Originally, the “cash culture” is a practice coming from Anglo-Saxon countries and more precisely from the United Kingdom. The “cash culture” consists of putting cash back at the centre of concerns in order to improve it and ensure the good health of the company. The main objective is to raise awareness of cash management issues and problems so that everyone involved becomes aware of their role in optimising cash management.
During the economic crisis of 2009, many companies found themselves in financial difficulties with a significant drop in their liquidity levels. Many aspects of accounting have sometimes been neglected, such as cash flow and working capital requirements (WCR).
They had to start integrating a new dimension, that of communication, close to the operational staff to steer and coordinate actions and ensure that beyond their results, the war chest of cash is sufficient to support growth and guarantee the financial reliability of their organization.
The challenge of the “cash culture” and of the financial departments, which then position themselves as the conductor of the orchestra, is therefore to change habits, to disseminate a set of good practices, to implement them, to optimise them and to ensure that they are taken into account at all levels of the company: everyone has a role to play in bringing in the cash.
Establishing a “cash culture” also ensures better upstream and downstream control. Within this framework, and if all the means are given and the processes are coherent, all the company’s departments are involved, from management to accounting, including the sales, purchasing and logistics departments. In this way, better visibility and better forecasts are made possible with regard to payment deadlines, stock rotation or the financing of an investment. This collective approach, based on cooperation, allows to better know the profitability of the company and to improve it by implementing all corrective actions.
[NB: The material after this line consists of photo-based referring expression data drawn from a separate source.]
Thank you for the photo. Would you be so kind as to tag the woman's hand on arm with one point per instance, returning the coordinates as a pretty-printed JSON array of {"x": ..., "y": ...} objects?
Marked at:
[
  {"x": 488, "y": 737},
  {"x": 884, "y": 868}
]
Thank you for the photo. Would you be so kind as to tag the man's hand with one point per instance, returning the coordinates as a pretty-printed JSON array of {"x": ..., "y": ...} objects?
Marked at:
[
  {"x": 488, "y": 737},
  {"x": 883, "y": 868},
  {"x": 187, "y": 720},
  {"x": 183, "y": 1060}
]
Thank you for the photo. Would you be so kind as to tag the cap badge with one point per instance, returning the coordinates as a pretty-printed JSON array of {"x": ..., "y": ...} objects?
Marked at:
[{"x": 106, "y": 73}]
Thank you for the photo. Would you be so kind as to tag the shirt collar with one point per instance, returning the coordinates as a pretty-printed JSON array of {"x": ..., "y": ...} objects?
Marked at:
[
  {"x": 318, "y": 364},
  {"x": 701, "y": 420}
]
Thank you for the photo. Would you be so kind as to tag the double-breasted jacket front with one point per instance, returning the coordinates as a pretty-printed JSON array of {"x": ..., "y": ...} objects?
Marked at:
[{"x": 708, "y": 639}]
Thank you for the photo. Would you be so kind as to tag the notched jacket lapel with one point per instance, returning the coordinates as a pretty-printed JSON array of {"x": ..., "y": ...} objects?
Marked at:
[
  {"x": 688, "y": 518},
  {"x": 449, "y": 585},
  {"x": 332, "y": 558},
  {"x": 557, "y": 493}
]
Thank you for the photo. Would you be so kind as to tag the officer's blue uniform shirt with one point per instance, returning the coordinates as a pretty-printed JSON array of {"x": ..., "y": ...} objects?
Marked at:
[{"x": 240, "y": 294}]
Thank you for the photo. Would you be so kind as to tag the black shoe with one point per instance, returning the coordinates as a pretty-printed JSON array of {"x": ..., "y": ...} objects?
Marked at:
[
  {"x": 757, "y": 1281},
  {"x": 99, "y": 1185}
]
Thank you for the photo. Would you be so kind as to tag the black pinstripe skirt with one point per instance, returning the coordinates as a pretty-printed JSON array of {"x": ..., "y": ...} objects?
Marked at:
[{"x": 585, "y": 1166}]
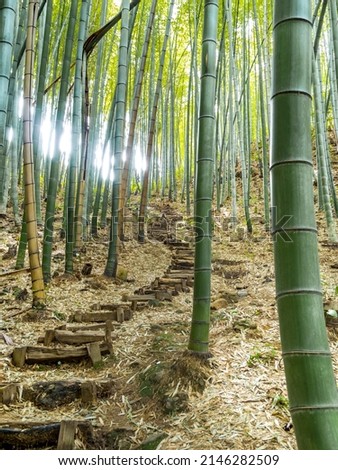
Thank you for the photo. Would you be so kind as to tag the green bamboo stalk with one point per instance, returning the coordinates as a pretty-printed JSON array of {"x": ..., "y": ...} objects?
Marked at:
[
  {"x": 309, "y": 374},
  {"x": 121, "y": 96},
  {"x": 154, "y": 108},
  {"x": 7, "y": 32},
  {"x": 38, "y": 288},
  {"x": 55, "y": 163},
  {"x": 76, "y": 133},
  {"x": 199, "y": 334}
]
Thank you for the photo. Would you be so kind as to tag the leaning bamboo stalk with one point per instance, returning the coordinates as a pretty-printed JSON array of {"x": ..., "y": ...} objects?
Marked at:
[{"x": 30, "y": 205}]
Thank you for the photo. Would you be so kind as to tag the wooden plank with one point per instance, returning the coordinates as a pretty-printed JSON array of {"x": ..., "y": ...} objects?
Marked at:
[
  {"x": 94, "y": 353},
  {"x": 66, "y": 440},
  {"x": 119, "y": 315},
  {"x": 140, "y": 298},
  {"x": 108, "y": 332},
  {"x": 49, "y": 337},
  {"x": 41, "y": 354},
  {"x": 79, "y": 337},
  {"x": 19, "y": 356},
  {"x": 88, "y": 393},
  {"x": 109, "y": 307},
  {"x": 101, "y": 316},
  {"x": 9, "y": 393}
]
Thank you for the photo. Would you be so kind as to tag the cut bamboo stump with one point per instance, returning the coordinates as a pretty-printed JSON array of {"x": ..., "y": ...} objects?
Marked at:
[{"x": 66, "y": 439}]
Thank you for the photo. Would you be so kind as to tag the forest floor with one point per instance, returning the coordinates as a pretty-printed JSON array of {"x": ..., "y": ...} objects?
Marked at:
[{"x": 236, "y": 400}]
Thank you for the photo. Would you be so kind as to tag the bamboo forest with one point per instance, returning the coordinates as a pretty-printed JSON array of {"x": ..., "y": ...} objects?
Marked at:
[{"x": 168, "y": 235}]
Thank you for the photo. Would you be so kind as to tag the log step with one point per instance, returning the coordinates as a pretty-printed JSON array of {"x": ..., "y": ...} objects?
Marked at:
[
  {"x": 135, "y": 299},
  {"x": 24, "y": 436},
  {"x": 73, "y": 337},
  {"x": 41, "y": 354},
  {"x": 120, "y": 315},
  {"x": 50, "y": 395}
]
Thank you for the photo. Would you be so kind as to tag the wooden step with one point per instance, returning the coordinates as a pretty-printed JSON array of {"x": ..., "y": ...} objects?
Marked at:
[
  {"x": 120, "y": 315},
  {"x": 73, "y": 337},
  {"x": 41, "y": 354},
  {"x": 135, "y": 299},
  {"x": 42, "y": 435},
  {"x": 50, "y": 395}
]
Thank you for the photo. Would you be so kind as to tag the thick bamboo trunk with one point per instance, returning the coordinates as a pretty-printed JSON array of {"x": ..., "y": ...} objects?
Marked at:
[{"x": 310, "y": 379}]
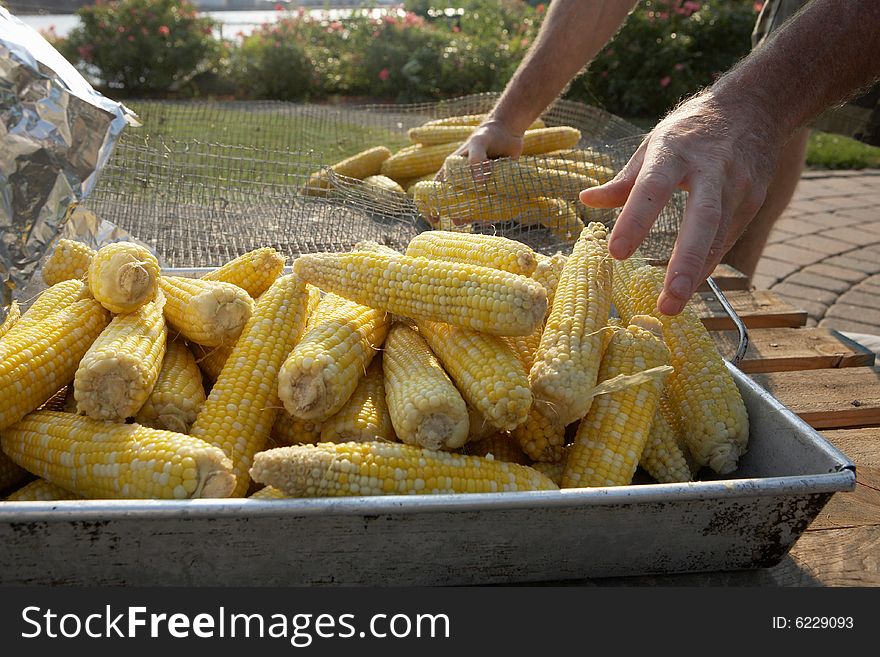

Finally, it is the entire organization of the company that will benefit from the establishment of this “cash culture” thanks to the decompartmentalization of functions and services. Exchanges become more cross-functional, objectives are shared and information is pooled to identify and activate new levers for cash generation within the various departments. Relationships between teams are strengthened and it is together that avenues for improvement or sometimes “punch-up” actions are envisaged, for example in the context of commercial negotiations, payment deadlines, advance payments on orders, customer credit, conclusion of framework agreements, etc., which must aim to secure cash inflows as quickly and regularly as possible.